BioStem Technologies’ Salesforce Commerce implementation demonstrates this shift. By modernizing their commerce processes, BioStem delivered a buying experience that felt intuitive and modern without sacrificing the account-based controls required in a regulated environment. Orders flowed cleanly into NetSuite. Shipping visibility improved. Sales teams stopped acting as human middleware.

The lesson here isn’t that healthcare should become retail. It’s that usability is no longer optional, even in B2B.

Why App Development, DevOps, and Data Matter More Than the Platform

Platforms get the attention. Engineering foundations determine the outcome.

In healthcare, custom application development is often the difference between theoretical capability and real-world adoption. Guided device configuration, credential verification, post-purchase service workflows, and training enablement rarely exist out of the box. They must be built – carefully.

DevOps, meanwhile, is not about velocity for its own sake. In healthcare commerce, reliability is the feature. Automated testing, controlled releases, and observability are what allow teams to ship improvements without risking downtime that could disrupt clinical operations.

And none of it works without data engineering. Commerce data that doesn’t flow cleanly into analytics, forecasting, and reporting systems is just noise. When data pipelines are designed intentionally, commerce becomes a source of operational intelligence rather than a transactional exhaust.

AI and Blockchain: Hype, But With Real Consequences

AI in healthcare commerce is often oversold and under-applied. The real value isn’t chatbots or novelty recommendations. It’s demand forecasting for consumables, predictive service insights for devices, and intelligent routing of orders and cases.

AI strategy consulting matters because it keeps organizations focused on outcomes rather than experiments.

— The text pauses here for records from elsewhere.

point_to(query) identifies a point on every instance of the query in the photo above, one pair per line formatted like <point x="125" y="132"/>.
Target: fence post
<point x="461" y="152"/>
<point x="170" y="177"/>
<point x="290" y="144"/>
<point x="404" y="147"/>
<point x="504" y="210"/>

In regulated industries, explainability and control matter more than novelty.

Blockchain occupies a similar space. It’s not a universal requirement, but where traceability, provenance, and auditability are critical – pharmaceuticals, biologics, high-risk devices – it solves problems traditional systems were never built to handle. Integrated properly, it reinforces trust across complex supply chains.

Healthcare commerce was never too complex to digitize. It was too fragmented to confront.

What’s changing now is not technology, but tolerance. Organizations are no longer willing to accept manual workarounds, opaque pricing, and disconnected systems as the cost of doing business.

Salesforce Commerce Cloud, when combined with effective consulting, engineering, DevOps, AI, and data foundations, offers a way forward – not by simplifying healthcare, but by modeling it honestly.

For CTOs, that’s the real decision. Not whether to invest in commerce, but whether to continue operating systems that were never designed for the way healthcare actually works today.